AI will change the way blind people see the world | Wired

To celebrate her 38th birthday, Chela Robles and her family went to her favorite bakery, One House in Benicia (California, USA) for a steak sandwich. Brownies. On the way home, he touched a small touch screen on his temple and described the outside world. „A cloudy sky,” was the reply he got through his Google Glass smart glasses.

Robles lost sight in his left eye at age 28 and his right eye a year later. Blindness, he says, results in missing small details that help people relate to each other, such as facial expressions and cues. For example, her father tells many ironic jokes, so she doesn’t always know when he’s being serious. „If a picture can tell a thousand words, how many words does an expression communicate,” he commented.

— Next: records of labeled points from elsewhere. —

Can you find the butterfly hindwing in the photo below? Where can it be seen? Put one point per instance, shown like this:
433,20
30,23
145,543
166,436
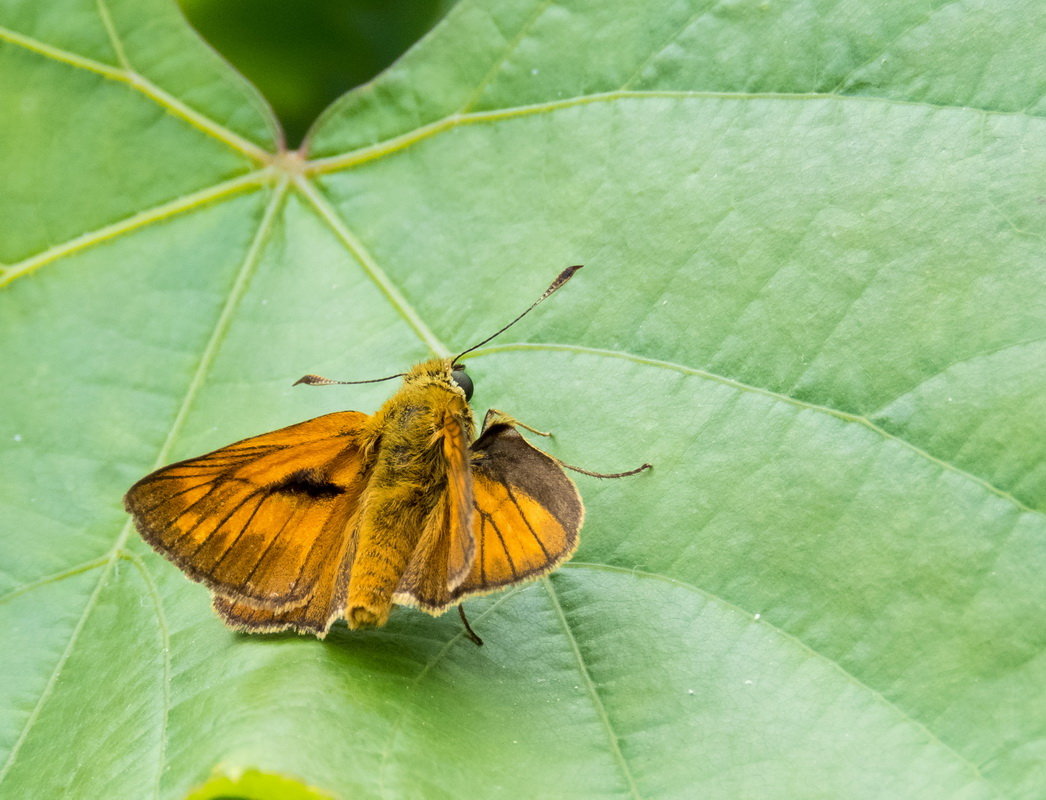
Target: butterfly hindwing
526,512
259,521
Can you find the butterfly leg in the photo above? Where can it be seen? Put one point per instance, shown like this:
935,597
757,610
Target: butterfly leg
469,632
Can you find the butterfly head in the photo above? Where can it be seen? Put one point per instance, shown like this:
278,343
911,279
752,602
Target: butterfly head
446,372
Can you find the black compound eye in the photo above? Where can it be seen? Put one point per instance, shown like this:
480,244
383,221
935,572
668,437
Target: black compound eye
462,380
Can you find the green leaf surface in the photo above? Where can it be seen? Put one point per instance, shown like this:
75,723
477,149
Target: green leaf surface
814,298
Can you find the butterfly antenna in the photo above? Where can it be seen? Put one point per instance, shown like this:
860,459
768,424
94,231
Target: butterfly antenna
320,381
560,280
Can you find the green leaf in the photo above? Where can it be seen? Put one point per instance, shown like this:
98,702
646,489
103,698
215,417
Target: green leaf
814,298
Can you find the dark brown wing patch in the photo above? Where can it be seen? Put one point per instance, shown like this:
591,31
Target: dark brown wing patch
527,512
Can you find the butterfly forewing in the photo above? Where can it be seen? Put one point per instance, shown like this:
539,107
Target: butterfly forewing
251,523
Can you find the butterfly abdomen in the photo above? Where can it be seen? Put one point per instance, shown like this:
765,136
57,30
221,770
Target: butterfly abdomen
409,477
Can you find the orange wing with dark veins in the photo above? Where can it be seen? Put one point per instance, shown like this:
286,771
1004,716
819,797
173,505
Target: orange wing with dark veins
266,523
527,512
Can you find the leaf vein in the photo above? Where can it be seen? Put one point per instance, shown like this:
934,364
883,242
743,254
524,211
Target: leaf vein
143,86
792,638
600,709
117,551
844,415
136,221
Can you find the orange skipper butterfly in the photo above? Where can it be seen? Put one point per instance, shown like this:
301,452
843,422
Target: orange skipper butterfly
347,513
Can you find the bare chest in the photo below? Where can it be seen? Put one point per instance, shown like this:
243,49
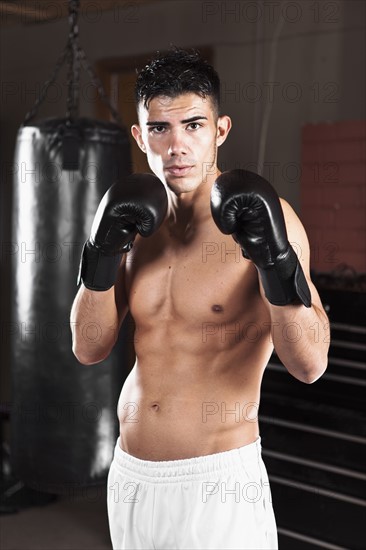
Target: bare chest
195,282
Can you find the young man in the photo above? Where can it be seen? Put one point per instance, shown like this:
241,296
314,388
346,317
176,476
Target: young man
187,471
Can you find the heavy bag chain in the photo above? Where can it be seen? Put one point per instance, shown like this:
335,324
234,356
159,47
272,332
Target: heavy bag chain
75,56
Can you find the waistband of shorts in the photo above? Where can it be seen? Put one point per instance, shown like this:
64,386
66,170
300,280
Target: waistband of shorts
186,469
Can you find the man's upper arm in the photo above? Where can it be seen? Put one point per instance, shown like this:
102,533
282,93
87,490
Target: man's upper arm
120,292
299,241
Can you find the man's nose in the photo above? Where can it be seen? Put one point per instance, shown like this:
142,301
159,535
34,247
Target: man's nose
177,145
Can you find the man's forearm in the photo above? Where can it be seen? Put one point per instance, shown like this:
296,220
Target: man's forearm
301,339
94,324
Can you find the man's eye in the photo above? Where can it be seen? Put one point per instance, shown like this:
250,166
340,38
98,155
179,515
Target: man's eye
194,126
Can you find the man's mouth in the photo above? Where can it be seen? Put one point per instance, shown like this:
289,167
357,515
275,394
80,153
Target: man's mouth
178,169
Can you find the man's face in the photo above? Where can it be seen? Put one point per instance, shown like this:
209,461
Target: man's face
180,137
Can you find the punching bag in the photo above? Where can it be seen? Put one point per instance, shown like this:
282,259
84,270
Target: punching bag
63,418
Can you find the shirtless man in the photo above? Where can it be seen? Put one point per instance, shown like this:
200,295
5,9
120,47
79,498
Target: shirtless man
187,471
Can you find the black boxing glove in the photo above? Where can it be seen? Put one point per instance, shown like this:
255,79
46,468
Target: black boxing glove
246,205
137,205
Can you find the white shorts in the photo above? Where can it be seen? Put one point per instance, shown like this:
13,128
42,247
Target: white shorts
218,501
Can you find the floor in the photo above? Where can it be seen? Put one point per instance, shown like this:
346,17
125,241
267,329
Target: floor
73,522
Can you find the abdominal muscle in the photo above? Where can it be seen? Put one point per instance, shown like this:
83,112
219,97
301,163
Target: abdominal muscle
192,402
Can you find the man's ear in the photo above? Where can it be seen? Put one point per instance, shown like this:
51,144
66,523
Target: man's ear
136,132
223,129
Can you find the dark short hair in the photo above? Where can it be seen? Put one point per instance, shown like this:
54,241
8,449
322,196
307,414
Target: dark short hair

AI at the service of the visually impaired

Robles tried a few services that put her in touch with people looking for help. But in April he signed up for the experiment Ask Envision, an artificial intelligence assistant using OpenAI’s GPT-4, a multi-model system capable of capturing images and text and providing conversational responses. It is one of many assistive products for blind people who are beginning to integrate language patterns, with the promise of providing more visual detail about the world around them, and greater independence.

Envision was launched in 2018 Processor of Skilled Read the text on the photos in early 2021, in Google Glass. Earlier this year, the company began integrating an open-source conversational model that answers basic questions. Later, Envision incorporated OpenAI’s GPT-4 for image-to-text descriptions.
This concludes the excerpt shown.